When summer was near he came to me with an idea. His office work was insupportable. Even accepting that one dropped eight of the best hours of one’s every day into a black and bottomless pit in exchange for the privilege of remaining alive, such a life was almost worse than none. I had friends who were struggling with a large country farm. He wished to offer them his services as farmhand on half-time in exchange for simple board and lodging. Working in the morning, he would have all the rest of his pastoral day for writing music.

Before I could communicate to him my friends’ reluctance to this proposal, he told me that his musical inspiration had entirely left him. He was now spending all his spare time in the Art Museum, discovering tastes and delights that he had not known were in him. Why had not some one told him of the joy of sitting and reading Plato in those glowing rooms? The Museum was more significant when I walked in it with Fergus. His gracious bearing almost seemed to please the pictures themselves. He walked as a princely connoisseur through his own historic galleries.

When I saw Fergus next, however, a physical depression had fallen upon him. He had gone into a vegetarian diet and was enfeebling himself with Spartan fare. He was disturbed by loneliness, the erotic world gnawed persistently at him, and all the Muses seemed to have left him. But in his gloominess, in the fine discrimination with which he analyzed his helplessness, in the noble despair with which he faced an insoluble world, he was more aristocratic than ever. He was not like one who had never attained genius, fame, voluptuous passion, riches, he was rather as one who had been bereft of all these things.

Returning last autumn from a year abroad, during which I had not heard a word of Fergus, I found he had turned himself into a professional violin-teacher. The insurance job had passed out, and for a few weeks he had supported himself by playing the organ in a small Catholic church. There was jugglery with his salary, however, and it annoyed him to be so intimate a figure in a ritual to which he could only refer in irony. Priests whose “will to power” background he analyzed to me with Nietzschean fidelity always repelled him.

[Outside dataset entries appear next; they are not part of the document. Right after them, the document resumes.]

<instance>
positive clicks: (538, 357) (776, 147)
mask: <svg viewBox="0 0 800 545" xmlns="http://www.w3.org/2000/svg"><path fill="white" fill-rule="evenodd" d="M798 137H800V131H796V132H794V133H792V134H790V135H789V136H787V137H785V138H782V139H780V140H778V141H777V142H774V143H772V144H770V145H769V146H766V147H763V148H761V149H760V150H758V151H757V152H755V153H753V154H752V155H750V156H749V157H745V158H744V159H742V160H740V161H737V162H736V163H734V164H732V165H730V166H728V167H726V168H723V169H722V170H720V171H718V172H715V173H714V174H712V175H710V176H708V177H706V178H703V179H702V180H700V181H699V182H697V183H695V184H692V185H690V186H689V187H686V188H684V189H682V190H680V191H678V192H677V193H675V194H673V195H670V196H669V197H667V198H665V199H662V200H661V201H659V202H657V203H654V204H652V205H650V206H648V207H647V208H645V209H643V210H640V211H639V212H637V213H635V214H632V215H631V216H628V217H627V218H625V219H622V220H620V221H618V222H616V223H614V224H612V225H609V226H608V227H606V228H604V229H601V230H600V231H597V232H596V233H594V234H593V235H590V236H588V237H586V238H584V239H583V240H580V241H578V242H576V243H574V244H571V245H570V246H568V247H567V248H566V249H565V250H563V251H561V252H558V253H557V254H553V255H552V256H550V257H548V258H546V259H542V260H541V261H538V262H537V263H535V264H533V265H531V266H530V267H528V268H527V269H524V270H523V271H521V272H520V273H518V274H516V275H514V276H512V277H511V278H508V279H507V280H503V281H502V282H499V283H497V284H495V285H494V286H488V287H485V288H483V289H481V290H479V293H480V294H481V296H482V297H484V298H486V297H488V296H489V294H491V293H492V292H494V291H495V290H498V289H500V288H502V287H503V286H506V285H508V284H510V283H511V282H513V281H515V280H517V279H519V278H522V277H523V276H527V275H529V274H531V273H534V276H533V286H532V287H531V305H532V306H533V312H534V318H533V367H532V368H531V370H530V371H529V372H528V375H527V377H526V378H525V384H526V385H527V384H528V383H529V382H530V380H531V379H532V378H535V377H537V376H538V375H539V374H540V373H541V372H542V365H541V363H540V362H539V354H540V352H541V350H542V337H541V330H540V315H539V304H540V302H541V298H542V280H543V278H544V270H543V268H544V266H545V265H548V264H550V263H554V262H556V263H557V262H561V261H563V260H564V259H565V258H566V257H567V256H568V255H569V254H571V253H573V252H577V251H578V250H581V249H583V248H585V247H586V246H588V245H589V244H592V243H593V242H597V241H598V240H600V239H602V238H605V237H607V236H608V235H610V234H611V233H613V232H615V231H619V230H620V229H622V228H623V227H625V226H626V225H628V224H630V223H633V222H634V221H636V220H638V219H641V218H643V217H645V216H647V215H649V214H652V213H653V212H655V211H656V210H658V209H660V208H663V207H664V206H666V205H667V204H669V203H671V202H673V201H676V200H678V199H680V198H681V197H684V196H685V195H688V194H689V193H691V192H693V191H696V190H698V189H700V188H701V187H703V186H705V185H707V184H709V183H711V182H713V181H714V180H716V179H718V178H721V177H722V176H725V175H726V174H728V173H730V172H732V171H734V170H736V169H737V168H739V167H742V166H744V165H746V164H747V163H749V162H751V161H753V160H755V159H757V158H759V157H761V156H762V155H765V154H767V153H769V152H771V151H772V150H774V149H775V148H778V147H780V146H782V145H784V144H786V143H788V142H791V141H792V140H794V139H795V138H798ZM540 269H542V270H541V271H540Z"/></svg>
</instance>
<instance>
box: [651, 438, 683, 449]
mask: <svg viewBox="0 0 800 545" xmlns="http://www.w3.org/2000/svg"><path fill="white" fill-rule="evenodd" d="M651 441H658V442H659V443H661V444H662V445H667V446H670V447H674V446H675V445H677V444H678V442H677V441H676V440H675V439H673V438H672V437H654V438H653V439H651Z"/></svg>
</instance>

He was saved from falling back on the industrious parents who had so strangely borne him by an offer to play the harmonium in the orchestra of a fashionable restaurant. To this opportunity of making eighteen dollars a week he had evidently gone with a new and pleasurable sense of the power of wealth. It was easy, he said, but the heat and the lights, the food and the long evening hours fairly nauseated him, and he gave the work up.